Easy and (almost) painless ways to take a decade off your age. No knives, epic costs, or recovery time required. Yes, really.

Mention the words “lean muscle mass” and almost any fitness-savvy person will likely launch into a passionate soliloquy about how important it is to your overall well-being. But even the less-ripped among us are probably aware of the research findings: Lean muscle mass increases metabolism, boosts stamina, builds strength, and supports longevity. But the other (far more important) fact is that developing it can require an enormous time investment.

“People just don’t have a lot of time,” says personal trainer Andrew Lombard of Revolution Fitness. “They’re looking for a workout they can come in and do just on their lunch break, and still get noticeable results.” So for those more concerned with time crunches than oblique crunches, Lombard suggests a workout on the TRX Suspension Trainer.

The mechanics behind the TRX are simple: Two heavy-duty nylon straps are anchored to a single point, allowing the user to go through a sequence of movements, called progressions, while leveraging body weight to create resistance. But what’s remarkable about the TRX is how efficient it is. Because you need to use your core to continually stabilize yourself as you’re working other body parts, it’s a constant abdominal workout (making additional ab exercises unnecessary). And unlike weight training, the machine also increases flexibility and aerobic capacity as it builds lean muscle.

“The complete workout, from warmup to training to cool-down, takes 45 minutes,” Lombard explains. “You’re pushing yourself, but staying in control and using the exercises in a way that’s safe but challenging.”

Our test-drive clocked in at precisely 47 minutes (including time for plenty of instructions from Lombard), and left us gratifyingly sore and tight for three days following the workout — which had us wondering what miracles several sessions could work. $240 for 12 lessons over 6 weeks; Revolution Fitness, 209 Columbus Ave., Boston, 617-536-3006, revfitboston.com.

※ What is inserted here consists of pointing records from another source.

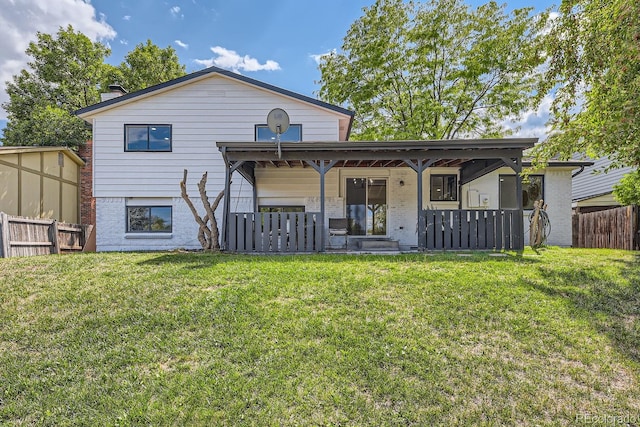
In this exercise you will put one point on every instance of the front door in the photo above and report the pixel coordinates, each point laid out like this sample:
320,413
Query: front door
366,200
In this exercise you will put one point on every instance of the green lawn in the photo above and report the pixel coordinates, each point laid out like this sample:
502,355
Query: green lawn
200,339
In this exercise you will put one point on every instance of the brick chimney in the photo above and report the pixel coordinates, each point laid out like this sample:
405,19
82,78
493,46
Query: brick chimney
115,90
87,201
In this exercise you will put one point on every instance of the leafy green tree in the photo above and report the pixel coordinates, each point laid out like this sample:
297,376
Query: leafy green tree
594,73
627,191
47,126
65,74
147,65
68,72
435,70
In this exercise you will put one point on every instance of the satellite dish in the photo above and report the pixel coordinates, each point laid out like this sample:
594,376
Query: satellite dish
278,121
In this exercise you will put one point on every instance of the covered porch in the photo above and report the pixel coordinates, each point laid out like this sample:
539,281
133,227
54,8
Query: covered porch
436,229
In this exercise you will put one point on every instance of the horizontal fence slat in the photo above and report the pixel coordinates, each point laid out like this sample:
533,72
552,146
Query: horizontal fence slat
21,236
15,243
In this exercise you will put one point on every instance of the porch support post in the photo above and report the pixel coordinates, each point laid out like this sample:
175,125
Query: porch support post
422,224
255,198
322,169
518,237
420,167
227,204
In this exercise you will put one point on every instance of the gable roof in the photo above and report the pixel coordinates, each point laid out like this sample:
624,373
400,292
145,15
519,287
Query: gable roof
592,183
212,70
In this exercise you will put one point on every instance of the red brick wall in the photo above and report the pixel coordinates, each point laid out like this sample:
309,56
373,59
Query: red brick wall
87,201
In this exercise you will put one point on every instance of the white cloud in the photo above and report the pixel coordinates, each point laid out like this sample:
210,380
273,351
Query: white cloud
230,60
533,123
20,22
175,11
181,44
319,56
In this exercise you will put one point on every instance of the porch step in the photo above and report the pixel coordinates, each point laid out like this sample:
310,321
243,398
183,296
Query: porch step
379,245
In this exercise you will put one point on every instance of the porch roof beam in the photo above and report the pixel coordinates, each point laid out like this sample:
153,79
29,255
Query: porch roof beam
311,156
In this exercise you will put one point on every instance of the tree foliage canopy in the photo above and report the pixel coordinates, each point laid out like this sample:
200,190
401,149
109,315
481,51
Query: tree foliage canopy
68,72
435,70
594,70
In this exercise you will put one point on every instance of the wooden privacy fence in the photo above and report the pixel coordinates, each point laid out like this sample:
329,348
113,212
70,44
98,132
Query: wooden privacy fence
473,229
616,228
21,236
274,232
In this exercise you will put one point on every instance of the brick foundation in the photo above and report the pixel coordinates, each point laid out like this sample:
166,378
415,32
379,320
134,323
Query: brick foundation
87,201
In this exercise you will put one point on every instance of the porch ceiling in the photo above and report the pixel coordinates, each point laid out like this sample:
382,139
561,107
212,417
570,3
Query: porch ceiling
373,153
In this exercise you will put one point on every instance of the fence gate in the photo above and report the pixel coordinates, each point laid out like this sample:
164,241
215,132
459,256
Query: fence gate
21,236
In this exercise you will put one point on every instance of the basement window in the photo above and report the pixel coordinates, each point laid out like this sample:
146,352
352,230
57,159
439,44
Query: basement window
293,134
444,188
532,190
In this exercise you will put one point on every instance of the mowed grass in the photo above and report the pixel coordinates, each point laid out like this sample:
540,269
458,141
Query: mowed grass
204,339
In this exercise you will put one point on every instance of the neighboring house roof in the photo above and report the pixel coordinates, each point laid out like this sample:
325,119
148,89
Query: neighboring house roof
35,149
203,73
591,184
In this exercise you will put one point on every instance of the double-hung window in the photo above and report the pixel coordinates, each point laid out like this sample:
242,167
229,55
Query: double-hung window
444,188
147,137
293,134
532,190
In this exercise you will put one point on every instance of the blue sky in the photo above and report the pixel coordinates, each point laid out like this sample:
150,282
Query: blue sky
275,41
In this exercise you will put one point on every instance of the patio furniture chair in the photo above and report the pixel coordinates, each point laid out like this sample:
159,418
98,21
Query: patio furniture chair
338,228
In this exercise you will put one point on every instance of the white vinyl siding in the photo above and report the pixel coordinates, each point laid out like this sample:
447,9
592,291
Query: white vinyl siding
201,113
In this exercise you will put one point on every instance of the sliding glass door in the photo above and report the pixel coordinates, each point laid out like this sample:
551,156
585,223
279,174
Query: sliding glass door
367,206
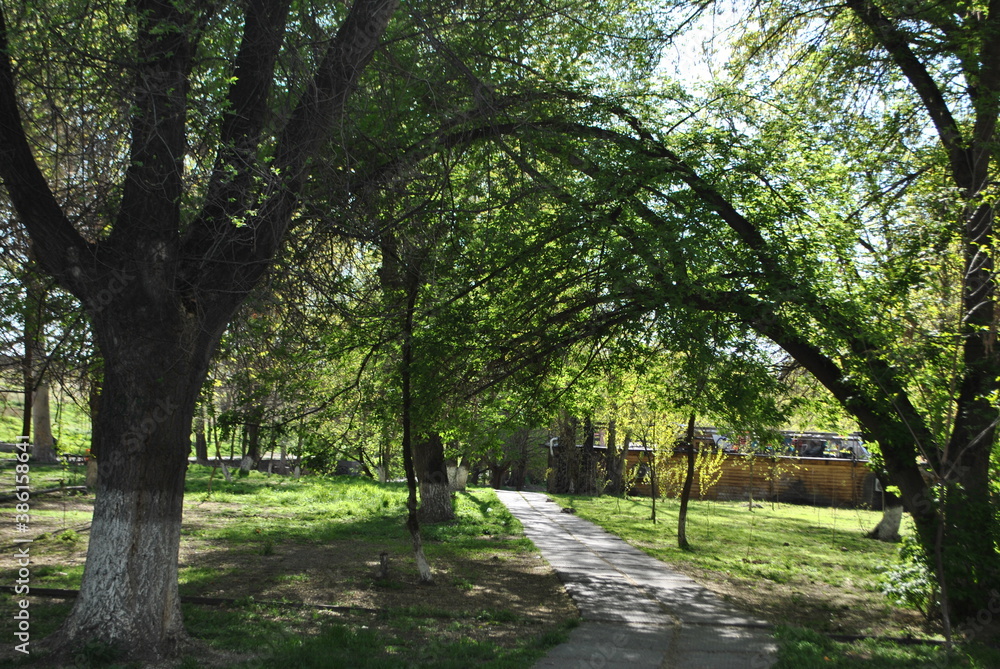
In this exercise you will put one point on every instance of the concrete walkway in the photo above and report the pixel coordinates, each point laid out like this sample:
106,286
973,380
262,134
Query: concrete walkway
637,612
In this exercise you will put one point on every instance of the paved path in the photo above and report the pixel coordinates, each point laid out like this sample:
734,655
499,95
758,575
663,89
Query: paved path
637,612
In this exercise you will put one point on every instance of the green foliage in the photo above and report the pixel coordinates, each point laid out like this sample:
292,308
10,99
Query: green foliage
910,582
805,648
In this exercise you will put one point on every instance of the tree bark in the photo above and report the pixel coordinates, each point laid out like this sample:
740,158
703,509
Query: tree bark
200,441
587,477
615,461
682,541
432,471
564,455
43,445
129,588
161,284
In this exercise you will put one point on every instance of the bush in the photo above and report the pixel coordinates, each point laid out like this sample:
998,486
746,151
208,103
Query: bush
911,582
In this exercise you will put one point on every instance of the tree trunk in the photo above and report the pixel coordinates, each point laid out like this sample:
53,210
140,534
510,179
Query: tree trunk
128,598
614,461
200,442
564,455
497,472
44,447
682,541
888,527
435,493
588,461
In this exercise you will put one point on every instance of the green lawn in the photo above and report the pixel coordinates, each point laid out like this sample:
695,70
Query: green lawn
269,543
809,570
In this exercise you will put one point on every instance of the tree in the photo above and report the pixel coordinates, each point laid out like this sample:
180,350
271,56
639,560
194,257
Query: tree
783,218
175,253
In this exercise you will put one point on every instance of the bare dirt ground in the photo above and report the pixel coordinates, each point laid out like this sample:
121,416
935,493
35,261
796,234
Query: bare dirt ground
499,596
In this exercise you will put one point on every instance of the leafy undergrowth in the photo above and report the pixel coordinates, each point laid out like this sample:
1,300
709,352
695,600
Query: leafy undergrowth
281,551
809,570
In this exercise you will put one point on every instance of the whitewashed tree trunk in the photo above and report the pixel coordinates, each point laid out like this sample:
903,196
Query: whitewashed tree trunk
44,444
888,527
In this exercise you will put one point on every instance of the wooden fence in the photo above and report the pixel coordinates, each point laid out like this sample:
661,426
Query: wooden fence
818,481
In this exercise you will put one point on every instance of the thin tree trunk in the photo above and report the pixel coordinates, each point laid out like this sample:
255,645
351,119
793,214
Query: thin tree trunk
43,449
432,471
682,541
412,521
588,461
887,528
200,442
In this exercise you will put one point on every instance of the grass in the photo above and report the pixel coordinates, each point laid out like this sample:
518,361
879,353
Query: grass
809,570
70,423
261,541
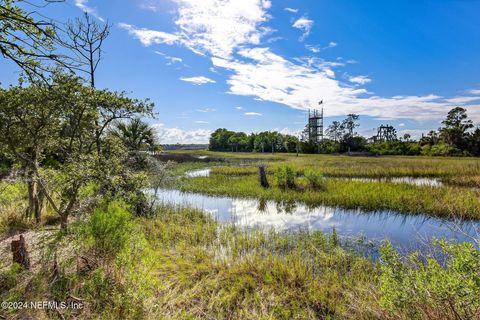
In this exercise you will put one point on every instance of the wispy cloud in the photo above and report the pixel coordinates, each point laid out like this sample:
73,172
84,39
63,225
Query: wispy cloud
359,79
270,77
305,25
331,44
206,110
177,135
312,48
148,37
170,60
219,29
198,80
317,48
83,5
292,10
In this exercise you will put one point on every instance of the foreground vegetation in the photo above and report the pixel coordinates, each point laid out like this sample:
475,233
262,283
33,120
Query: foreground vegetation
180,264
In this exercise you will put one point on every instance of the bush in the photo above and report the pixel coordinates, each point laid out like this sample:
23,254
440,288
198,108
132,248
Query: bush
285,177
425,288
315,179
108,229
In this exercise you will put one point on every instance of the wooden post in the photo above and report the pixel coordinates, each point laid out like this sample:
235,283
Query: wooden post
262,175
20,253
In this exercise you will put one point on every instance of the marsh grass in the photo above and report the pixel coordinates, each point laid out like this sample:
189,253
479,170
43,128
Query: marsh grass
371,196
450,169
181,264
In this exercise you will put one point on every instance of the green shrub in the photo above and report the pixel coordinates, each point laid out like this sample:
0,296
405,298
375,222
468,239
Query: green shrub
285,177
315,179
425,288
108,229
9,278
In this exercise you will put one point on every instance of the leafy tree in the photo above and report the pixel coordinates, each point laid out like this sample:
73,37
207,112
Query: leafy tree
219,140
455,128
135,135
431,138
335,131
348,126
62,118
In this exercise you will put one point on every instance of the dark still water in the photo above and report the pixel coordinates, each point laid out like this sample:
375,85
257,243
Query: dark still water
405,231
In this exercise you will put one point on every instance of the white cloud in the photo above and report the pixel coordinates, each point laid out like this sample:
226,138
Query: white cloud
220,28
359,79
270,77
148,37
463,100
177,135
206,110
331,44
198,80
314,49
292,10
217,27
305,25
83,5
171,60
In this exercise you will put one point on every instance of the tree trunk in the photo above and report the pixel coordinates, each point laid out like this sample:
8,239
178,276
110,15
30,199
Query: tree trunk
64,221
35,197
20,253
262,175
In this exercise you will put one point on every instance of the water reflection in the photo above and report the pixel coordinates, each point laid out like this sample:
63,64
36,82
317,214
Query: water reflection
420,182
407,231
198,173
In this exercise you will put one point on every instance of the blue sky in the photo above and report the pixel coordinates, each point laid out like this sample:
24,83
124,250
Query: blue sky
255,65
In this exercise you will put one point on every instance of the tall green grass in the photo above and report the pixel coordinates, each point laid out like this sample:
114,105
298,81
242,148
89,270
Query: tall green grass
439,201
181,264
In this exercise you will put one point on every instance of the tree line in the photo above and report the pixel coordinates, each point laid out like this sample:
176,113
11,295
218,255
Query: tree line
57,129
458,136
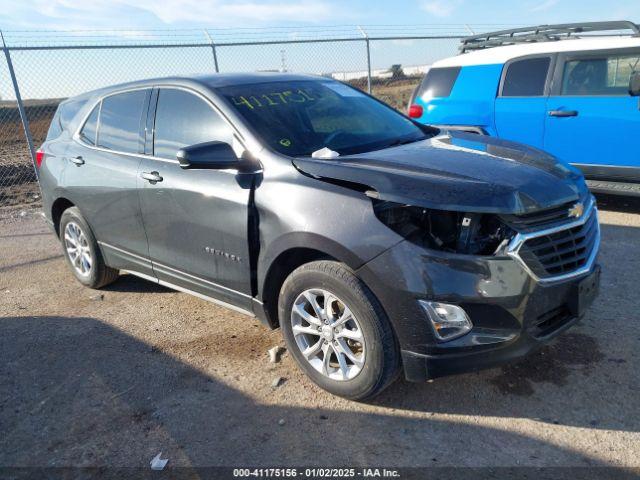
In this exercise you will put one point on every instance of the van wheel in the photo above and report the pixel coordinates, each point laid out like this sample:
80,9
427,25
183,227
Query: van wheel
337,331
81,251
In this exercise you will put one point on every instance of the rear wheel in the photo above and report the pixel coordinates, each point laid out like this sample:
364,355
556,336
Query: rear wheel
336,330
82,252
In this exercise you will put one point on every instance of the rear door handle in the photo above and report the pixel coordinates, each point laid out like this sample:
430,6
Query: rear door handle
151,177
563,113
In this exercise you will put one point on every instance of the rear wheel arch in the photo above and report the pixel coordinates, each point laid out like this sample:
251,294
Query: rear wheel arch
57,209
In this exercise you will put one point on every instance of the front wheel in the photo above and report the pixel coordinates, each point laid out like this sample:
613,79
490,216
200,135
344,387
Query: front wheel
82,252
337,331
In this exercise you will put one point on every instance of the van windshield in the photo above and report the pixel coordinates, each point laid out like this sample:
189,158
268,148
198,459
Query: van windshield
297,118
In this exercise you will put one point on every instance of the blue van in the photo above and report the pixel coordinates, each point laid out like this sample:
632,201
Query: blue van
573,95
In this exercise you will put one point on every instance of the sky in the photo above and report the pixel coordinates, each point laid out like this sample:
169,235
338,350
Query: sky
170,14
45,73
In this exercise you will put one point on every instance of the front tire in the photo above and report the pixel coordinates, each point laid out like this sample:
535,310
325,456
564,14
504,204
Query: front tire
81,250
337,331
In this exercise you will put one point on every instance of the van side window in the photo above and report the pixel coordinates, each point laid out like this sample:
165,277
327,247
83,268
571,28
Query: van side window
184,119
608,75
90,127
526,78
120,121
438,83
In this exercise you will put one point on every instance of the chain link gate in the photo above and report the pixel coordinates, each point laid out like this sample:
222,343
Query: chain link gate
36,75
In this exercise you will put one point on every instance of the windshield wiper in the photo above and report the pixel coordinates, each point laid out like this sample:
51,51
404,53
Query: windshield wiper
401,141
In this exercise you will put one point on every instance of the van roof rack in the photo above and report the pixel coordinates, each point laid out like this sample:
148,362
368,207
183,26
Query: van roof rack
543,33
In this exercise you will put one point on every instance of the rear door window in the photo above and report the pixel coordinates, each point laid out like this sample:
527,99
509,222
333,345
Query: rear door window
90,127
184,119
526,78
438,83
120,118
607,75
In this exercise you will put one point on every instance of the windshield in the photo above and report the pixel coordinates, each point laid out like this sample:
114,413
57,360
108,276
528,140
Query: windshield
299,117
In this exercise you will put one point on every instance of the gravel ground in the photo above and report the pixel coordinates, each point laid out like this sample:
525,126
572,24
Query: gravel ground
111,378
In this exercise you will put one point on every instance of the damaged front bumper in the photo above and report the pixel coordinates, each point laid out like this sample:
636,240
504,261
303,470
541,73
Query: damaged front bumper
513,313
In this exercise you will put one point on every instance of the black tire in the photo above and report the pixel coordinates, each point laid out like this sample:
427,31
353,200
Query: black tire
382,360
99,275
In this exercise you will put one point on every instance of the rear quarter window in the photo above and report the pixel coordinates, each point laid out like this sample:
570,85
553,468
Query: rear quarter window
65,113
438,83
526,78
120,118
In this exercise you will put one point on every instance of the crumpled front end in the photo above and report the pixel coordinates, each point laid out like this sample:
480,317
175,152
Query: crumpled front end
532,288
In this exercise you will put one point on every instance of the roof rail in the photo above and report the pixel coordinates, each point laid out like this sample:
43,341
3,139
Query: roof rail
543,33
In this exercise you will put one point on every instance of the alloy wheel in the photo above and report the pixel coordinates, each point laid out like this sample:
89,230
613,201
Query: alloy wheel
328,334
77,246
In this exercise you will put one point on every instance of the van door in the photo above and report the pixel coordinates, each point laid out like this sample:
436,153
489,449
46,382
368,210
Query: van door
522,100
196,220
592,121
102,177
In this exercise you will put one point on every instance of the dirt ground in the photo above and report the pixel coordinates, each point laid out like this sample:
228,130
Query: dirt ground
112,378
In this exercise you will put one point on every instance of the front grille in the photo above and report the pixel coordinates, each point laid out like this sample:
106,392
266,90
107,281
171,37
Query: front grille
561,252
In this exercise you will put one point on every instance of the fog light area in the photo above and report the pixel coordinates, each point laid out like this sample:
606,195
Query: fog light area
448,321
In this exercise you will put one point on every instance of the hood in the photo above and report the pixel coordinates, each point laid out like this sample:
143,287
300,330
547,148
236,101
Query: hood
457,171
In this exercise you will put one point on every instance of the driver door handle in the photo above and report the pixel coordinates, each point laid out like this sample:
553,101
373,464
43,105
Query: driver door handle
151,177
563,113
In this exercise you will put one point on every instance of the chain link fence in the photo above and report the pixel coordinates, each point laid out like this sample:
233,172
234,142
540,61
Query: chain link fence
37,73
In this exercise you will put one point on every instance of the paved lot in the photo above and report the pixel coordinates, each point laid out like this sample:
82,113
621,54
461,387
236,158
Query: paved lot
112,382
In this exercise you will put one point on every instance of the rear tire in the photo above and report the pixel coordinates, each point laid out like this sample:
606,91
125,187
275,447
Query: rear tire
372,360
82,252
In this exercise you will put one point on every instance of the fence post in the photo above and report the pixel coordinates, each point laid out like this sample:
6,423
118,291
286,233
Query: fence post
366,39
23,114
213,50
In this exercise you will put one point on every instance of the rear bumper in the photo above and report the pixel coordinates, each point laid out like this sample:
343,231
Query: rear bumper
512,313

Sure, we’ve been briefed on the less-glamorous points of dealing with that sometimes-cruel power couple, Mother Nature and Father Time. But no one, and we mean no one, warns you about the seemingly endless game of “hide the roots” that comes after stepping into the world of hair coloring. As the years roll by, trying to keep up your hair color can leave locks dull, lifeless, and looking older than they ever did precoloring.

To break the cycle, the France-born balayage process does away with the most notorious culprit when it comes to demarcated root lines: the foil. Instead, color is applied to the hair with a brush using gentle, sweeping motions — lighter near the roots and heavier at the midlength and tips — to mimic the way sunlight would hit the strands. And since the balayage process uses less product on the hair, not as much of your mane is affected by chemicals, which reduces the possibility of cuticle damage from overdyeing.

“Balayage adds a more-youthful look, because it appears to be more natural,” says Lisa Evans, a veteran colorist at Salon Mario Russo’s Newbury Street location. “It gives a more-organic and healthy look than foils, with less overall upkeep.” Evans also points out that the process eliminates the possibility for cookie-cutter color results: “Because the product is applied freehand to the hair, you’re getting a personalized color. If you and a friend spent the day at the beach, your hair wouldn’t look the same when you got home.” $185–$350; Salon Mario Russo, 9 Newbury St., Boston, 617-424-6676, mariorusso.com.